Clark's Raging Fire of Love, with forewords by the Dalai Lama and Archbishop Desmond Tutu, was awarded Best Book in Religion from the New York Book Festival (2024), the NYC Big Book Award (2024), the San Francisco Book Festival (2024), and the International Book Award (2025).

== Controversy in Iran ==
In 2014, Clark became the focus of controversy in Mashhad, Iran, when some Shia clerics accused him of being a "promoter of homosexuality" and an evolutionist and boycotted his lectures.

== Selected books ==
- Clark, Kelly James (2024). Raging Fire of Love: What I’ve Learned from Jesus, the Jews, and the Prophet—Awards Edition. Independently published.
- Clark, Kelly James (2024). Raging Fire of Love: What I've Learned from Jesus, the Jews, and the Prophet--Philosophers Edition. Independently published.
- Clark, Kelly James (2023). God and the Problems of Love. Cambridge, England: Cambridge University Press.
- Clark, Kelly James; Winslett, Justin (2022). A Spiritual Geography of Early Chinese Thought: Gods, Ancestors and Afterlife. New York: Bloomsbury.
- Cark, Kelly James; Borgman, Paul (2019). Written to Be Heard: Recovering the Lost Messages of the Gospels. Grand Rapids: William B. Eerdmans.
- God and the Brain. Eerdmans, 2019
- Strangers, Neighbors, Friends. Cascade Books, 2018. Co-written with Aziz Abu Sarah and Rabbi Nancy Kreimer.
- Readings in the Philosophy of Religion. Broadview Press, 2017.
- The Blackwell Companion to Naturalism. Wiley-Blackwell, 2016.
- Religion and the Sciences of Origins. Palgrave Macmillan; 2014.
- Abraham's Children: Liberty and Tolerance in an age of Religious Conflict. Yale University Press, 2012
- Reason, Metaphysics, and Mind: New Essays on the Philosophy of Alvin Plantinga, Oxford University Press, 2012. Co-edited with Michael Rea.
- Evidence and Religious Belief. Oxford University Press, 2011. Co-edited with Ray VanArragon.
- Faith, Knowledge and Naturalism, Peking University Press, 2007. Co-edited with Xing Taotao.
- Ethics, Religion and Society (Christian Academics, Fifth Volume). Co-edited with Zhang Qingxiong and Xu Yi Yie. Shanghai Guji Press, 2007.
- Human Nature in Chinese and Western Culture, co-edited with Chen Xia. Sichuan University Press, 2005.
- 101 Key Philosophical Terms and Their Importance for Theology. Westminster/John Knox Press, 2004. Co-authored with James K.A. Smith and Richard Lints.
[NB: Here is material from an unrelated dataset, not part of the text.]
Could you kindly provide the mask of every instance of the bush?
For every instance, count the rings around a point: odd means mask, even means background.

- A Dialogue Between Science and Religion, co-edited with Mel Stewart and Zhou Zhianzang. Xiamen University Press, 2004.
- The Story of Ethics: Human Nature & Human Fulfillment. Prentice-Hall, 2003. Co-authored with Anne Poortenga.
- Five Views on Apologetics. Zondervan Publishing Company, 2000. Co-authored with William Lane Craig, Gary Habermas, John Frame and Paul Feinberg.
- When Faith Is Not Enough. Eerdmans Publishing Company, 1997.
- Philosophers Who Believe. InterVarsity Press, 1993.
- Return to Reason. Eerdmans Publishing Company, 1990.
- Our Knowledge of God: Essays on Natural and Philosophical Theology. Kluwer academic publishers, 1992.